2026-01-11 14:41:11,809 sagemaker_pytorch_container.training INFO     Invoking user traini

## Inference

In [None]:
def model_data_for_job(training_job_name: str, sm_client: BaseClient):
    """
    Get model artifacts S3 path for a training job.

    Args:
        training_job_name: Name of the training job.
        sm_client: boto3 SageMaker client.

    Returns:
        S3 path to the model artifacts.
    """
    training_job = sm_client.describe_training_job(TrainingJobName=training_job_name)
    return training_job["ModelArtifacts"]["S3ModelArtifacts"]

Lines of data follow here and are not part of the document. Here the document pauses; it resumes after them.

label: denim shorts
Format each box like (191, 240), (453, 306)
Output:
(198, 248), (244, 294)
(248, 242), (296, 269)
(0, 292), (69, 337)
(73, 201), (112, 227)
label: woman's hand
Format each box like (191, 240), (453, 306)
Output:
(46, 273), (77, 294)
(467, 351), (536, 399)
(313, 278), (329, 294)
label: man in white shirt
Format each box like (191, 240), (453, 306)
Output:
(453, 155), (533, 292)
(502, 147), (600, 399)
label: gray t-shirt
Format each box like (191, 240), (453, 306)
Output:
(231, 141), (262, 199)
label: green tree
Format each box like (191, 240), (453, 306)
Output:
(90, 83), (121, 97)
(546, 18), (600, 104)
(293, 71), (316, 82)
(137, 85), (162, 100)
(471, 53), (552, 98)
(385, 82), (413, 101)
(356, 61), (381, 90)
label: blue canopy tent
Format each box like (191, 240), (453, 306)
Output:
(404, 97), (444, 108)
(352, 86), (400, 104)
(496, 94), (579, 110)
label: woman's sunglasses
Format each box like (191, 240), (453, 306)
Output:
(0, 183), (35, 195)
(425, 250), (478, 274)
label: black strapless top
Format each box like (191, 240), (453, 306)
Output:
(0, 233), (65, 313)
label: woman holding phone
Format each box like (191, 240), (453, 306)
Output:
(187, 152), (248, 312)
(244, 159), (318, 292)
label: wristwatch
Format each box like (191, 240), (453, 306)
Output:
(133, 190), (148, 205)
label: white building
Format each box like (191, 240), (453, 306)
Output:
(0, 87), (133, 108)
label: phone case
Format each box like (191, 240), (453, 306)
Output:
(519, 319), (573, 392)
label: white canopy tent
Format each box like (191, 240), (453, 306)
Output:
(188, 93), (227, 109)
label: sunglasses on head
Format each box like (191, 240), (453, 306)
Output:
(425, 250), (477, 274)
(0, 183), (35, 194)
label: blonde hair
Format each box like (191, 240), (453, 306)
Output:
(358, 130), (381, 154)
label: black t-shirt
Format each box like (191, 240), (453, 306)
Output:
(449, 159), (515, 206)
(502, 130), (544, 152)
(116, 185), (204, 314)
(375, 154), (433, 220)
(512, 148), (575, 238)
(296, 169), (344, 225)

def delete_endpoints_models(sm_client: BaseClient):
    """
    Delete all endpoints, endpoint configs, and models.

    Args:
        sm_client: boto3 SageMaker client.
    """
    for endpoint in sm_client.list_endpoints().get("Endpoints", []):
        sm_client.delete_endpoint(EndpointName=endpoint["EndpointName"])
        sm_client.delete_endpoint_config(EndpointConfigName=endpoint["EndpointName"])
        print(f"Deleted endpoint: {endpoint['EndpointName']}")
    for model in sm_client.list_models().get("Models", []):
        sm_client.delete_model(ModelName=model["ModelName"])
        print(f"Deleted model: {model['ModelName']}")

In [12]:
training_job_name = "pytorch-training-2026-01-11-14-38-37-129"
model_data = model_data_for_job(training_job_name, sm)

model = PyTorchModel(
    sagemaker_session=session,
    model_data=model_data,
    role=role,
    framework_version=framework_version,
    py_version=py_version,
    # Skip dependency loading for training through separate source_dir
    source_dir="src/preference_dynamics/sagemaker",
    entry_point="inference_cnn1d_residual.py",
)


# Deploy the model
endpoint_name = "pdl-cnn1d-residual-v1"
predictor = model.deploy(
    endpoint_name=endpoint_name,
    initial_instance_count=1,
    instance_type="ml.m5.large",
    serializer=JSONSerializer(),
)

INFO:sagemaker:Repacking model artifact (s3://sagemaker-eu-central-1-857754129070/pytorch-training-2026-01-11-14-38-37-129/output/model.tar.gz), script artifact (src/preference_dynamics/sagemaker), and dependencies ([]) into single tar.gz file located at s3://sagemaker-eu-central-1-857754129070/pytorch-inference-2026-01-11-15-10-08-767/model.tar.gz. This may take some time depending on model size...
INFO:sagemaker:Creating model with name: pytorch-inference-2026-01-11-15-10-10-402
INFO:sagemaker:Creating endpoint-config with name pdl-cnn1d-residual-v1
INFO:sagemaker:Creating endpoint with name pdl-cnn1d-residual-v1


-----!

In [13]:
request_body = json.loads(
    '[{"time_series": [[0.0, 4.130735205020703, 10.42741511136343, 13.000991632401586, 13.107347131379584, 12.428972206111084, 11.879681897898358, 11.660545016760784, 11.655366741255051, 11.71609027105237, 11.763977018052522, 11.782619408435737, 11.782715873817866, 11.77728643887746, 11.773114486025499, 11.771528825133688, 11.771546132995784], [3.8155207648866263, 2.2223991321403833, 6.6435242783096, 10.901003675676636, 12.846477694567007, 13.075174782767874, 12.675575775759418, 12.303005818271386, 12.136507385253337, 12.119354606686608, 12.155405105286086, 12.187986622354332, 12.202225796968577, 12.203477521999082, 12.20023221014977, 12.197386894106941, 12.19616613959889]], "features": [true, 3.6539340823159647, 2.994299404001566]}]'
)

preds = predictor.predict(
    request_body, initial_args={"ContentType": "application/json", "Accept": "application/json"}
)

preds

array([[ 6.00479126, -0.03229706,  4.22427464,  3.57283139, -9.11141968,
         1.27821589, 11.76381111, 11.92895222]])

In [14]:
# Clean up
delete_endpoints_models(sm)

Deleted endpoint: pdl-cnn1d-residual-v1
Deleted model: pytorch-inference-2026-01-11-15-10-10-402


## Summary

This notebook gives a short demonstration of model training deployment to an inference endpoint with SageMaker.